Model-based glucose control using the derivative method instead of the integral method in Step 3 of Fig. (3), and with a CGMS sensor and glucocard.


This paper has reviewed the model-based therapeutics approach to glucose control that has been developed and put into regular use in the Christchurch Hospital, New Zealand ICU, and investigated the impact of two different fast parameter identification methods. The key point with these parameter identification methods is that unlike typical non-linear regression approaches, they do not require any forward numerical solutions to identify model parameters. They are also not starting point dependent, and thus provide a major advantage in the implementation of model-based “virtual” clinical trials as well as significant real-time capability. The two methods considered were a previously developed integral-based patient specific parameter identification method and a similar approach based on the derivative. At first sight it might be expected that the integral and derivative approaches would perform similarly given they are derived from the same underlying differential equation model. However, even without noise significant differences were observed for certain parameter sets and glucose control protocols, with the integral method remaining significantly more robust.

A number of tests were performed on clinically derived data from a patient in the Christchurch ICU. Very little differences were observed between the model-based glucose control using the integral method compared to the derivative method for this patient. This result is due to the fact that the insulin levels remained quite constant and high throughout, so that the insulin dynamics between measurements were minimal. The resulting glucose response was thus very close to a straight line with very little modelling error. However, when adding extra measurements from CGMS along with low frequency modelling error, the derivative method performed very poorly, and had worse results than without the CGMS. The integral method on the other hand remained robust and gave a significant improvement in glucose control.

The overall results are summarized as follows.

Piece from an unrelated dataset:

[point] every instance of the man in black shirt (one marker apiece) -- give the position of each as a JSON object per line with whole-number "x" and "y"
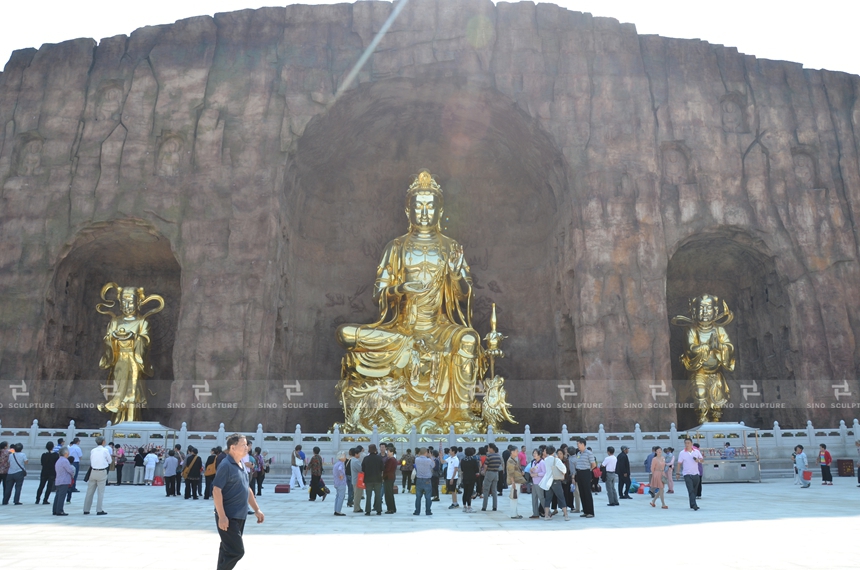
{"x": 622, "y": 467}
{"x": 48, "y": 474}
{"x": 232, "y": 496}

  • The integral formulation in parameter identification is very important for robust and reliable results, particularly with respect to modelling error which is always present in clinical applications
  • The derivative method is very sensitive to modelling error and only works in situations where model response is close to a straight line.
  • The combination of the integral method and model-based drug control is very effective for designing and testing new protocols.

The integral method is an important research tool in the model-based therapeutics approach. For example the addition of simulated CGMS shows that a potentially significant clinical gain could be achieved with this continuous sensor. However, further investigation with real CGMS data is required to validate these results. The derivative method, went unstable and failed to realize this possible clinical gain, further emphasizing the importance of integrals in the formulation.